Dhillon disse que seu departamento “procurará proibir qualquer tentativa de infringir os direitos dos virginianos cumpridores da lei de adquirir armas de fogo protegidas constitucionalmente (.).”
“@SpanbergerForVA está avisado: os direitos 2A não serão violados”, escreveu Dhillon na sexta-feira no X “Estamos observando de perto – se uma lei ilegal for promulgada, processaremos. @CivilRights protegerá os direitos 2A dos cidadãos cumpridores da lei na Virgínia.

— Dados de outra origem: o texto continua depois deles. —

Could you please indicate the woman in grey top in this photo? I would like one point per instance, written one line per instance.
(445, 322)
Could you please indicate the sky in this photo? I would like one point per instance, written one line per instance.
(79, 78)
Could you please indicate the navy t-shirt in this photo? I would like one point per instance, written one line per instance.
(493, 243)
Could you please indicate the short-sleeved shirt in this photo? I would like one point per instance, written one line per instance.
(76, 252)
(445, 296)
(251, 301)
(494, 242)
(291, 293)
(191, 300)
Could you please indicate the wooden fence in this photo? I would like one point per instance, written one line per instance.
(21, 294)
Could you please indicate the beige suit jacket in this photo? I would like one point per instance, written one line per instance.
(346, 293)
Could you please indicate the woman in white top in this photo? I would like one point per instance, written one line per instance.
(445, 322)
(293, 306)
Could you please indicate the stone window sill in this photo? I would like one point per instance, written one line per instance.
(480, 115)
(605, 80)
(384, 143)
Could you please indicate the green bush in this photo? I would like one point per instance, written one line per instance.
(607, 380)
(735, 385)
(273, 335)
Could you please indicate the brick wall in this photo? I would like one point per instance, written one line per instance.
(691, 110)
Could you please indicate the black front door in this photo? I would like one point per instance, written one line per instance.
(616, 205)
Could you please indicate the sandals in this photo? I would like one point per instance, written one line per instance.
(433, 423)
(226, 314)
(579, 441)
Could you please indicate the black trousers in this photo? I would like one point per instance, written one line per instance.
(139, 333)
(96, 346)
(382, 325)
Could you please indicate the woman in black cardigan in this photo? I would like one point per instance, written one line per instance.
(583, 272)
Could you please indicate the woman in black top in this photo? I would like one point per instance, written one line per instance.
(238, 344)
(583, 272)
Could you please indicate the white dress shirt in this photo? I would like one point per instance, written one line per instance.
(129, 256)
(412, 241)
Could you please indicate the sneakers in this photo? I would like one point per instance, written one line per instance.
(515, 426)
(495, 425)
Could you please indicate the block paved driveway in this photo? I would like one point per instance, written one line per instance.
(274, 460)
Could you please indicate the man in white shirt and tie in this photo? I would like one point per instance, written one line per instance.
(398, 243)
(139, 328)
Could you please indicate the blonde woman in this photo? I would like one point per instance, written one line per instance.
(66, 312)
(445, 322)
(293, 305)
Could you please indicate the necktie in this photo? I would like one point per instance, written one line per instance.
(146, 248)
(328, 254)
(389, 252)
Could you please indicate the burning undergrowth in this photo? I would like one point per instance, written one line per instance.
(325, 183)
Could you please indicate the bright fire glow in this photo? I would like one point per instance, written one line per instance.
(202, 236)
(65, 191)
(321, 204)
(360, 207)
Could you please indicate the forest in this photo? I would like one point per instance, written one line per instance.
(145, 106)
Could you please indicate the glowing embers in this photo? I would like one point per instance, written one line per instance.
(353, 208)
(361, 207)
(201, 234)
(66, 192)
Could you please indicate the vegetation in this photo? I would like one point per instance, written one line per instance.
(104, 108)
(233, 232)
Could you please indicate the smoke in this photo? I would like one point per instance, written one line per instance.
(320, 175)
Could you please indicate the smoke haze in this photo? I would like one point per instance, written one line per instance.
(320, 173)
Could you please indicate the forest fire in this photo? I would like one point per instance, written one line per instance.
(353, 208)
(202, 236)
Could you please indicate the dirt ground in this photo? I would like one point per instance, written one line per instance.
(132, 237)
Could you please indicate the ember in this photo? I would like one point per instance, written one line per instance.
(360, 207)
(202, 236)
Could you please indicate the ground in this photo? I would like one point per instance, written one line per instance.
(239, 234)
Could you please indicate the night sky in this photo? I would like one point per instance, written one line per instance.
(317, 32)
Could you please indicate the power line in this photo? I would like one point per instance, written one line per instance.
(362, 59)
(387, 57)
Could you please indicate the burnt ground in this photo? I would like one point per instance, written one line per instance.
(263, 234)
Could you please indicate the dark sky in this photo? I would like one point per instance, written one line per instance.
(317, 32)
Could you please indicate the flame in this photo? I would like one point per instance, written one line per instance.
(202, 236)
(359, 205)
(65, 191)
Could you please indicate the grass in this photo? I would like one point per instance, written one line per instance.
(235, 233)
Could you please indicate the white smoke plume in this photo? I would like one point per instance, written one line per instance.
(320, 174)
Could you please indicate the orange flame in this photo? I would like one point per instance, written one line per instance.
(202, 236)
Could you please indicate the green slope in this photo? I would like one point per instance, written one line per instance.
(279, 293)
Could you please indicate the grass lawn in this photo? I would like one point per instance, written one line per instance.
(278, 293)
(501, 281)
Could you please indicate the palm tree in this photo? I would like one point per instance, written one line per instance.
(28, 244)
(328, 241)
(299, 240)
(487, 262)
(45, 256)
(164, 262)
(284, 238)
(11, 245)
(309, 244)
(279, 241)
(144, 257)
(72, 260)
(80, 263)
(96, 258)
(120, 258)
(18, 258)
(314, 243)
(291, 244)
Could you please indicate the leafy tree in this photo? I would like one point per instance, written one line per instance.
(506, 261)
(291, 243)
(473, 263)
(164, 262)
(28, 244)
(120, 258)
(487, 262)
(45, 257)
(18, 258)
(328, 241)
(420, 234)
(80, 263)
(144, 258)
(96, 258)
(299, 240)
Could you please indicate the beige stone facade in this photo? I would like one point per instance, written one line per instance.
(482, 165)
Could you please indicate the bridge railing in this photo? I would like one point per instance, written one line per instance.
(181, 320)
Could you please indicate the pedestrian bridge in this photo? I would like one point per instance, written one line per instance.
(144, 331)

Harmeet Dhillon anunciou uma nova seção da Segunda Emenda para proteger os direitos das armas e desafiar as restrições estaduais. (Andrew Harnick/Imagens Getty)
Discretamente, Spanberger passou a enquadrar a lei como um impulso à segurança pública, dizendo que o estado estava a tentar equilibrar os direitos da Segunda Emenda com os esforços para reduzir a violência armada.
“Cresci em uma família onde se esperava a posse responsável de armas e carregava uma arma de fogo todos os dias como ex-agente federal”, escreveu ele em um comunicado. “Apoio a Segunda Emenda. Mas a violência armada é a principal causa de morte de crianças e adolescentes na América e deveria inspirar todos nós a perguntar-nos o que podemos fazer para reduzir estes danos.
“É por isso que fiz a alteração para esclarecer tanto os proprietários responsáveis de armas quanto os aplicação da lei“Essas mudanças esclarecem o que isso significa na prática – à medida que os virginianos compram e armazenam suas armas de fogo com segurança”, continuou ele. “Estas medidas simples ajudarão a manter as nossas famílias, as nossas comunidades e os nossos agentes da lei seguros”.
O projeto de lei proibiria a futura venda, transferência, fabricação e importação de armas de fogo e carregadores com mais de 15 cartuchos, ao mesmo tempo que isentaria as armas de fogo legalmente possuídas antes de 1º de julho de 2026. Tornaria as violações uma contravenção de Classe 1 e imporia limites sobre como as armas de fogo adquiridas podem ser posteriormente transferidas ou vendidas.
Agora a lei Volta à Assembleia GeralIsso determinaria se aceitaríamos ou não a alteração de Spanberger.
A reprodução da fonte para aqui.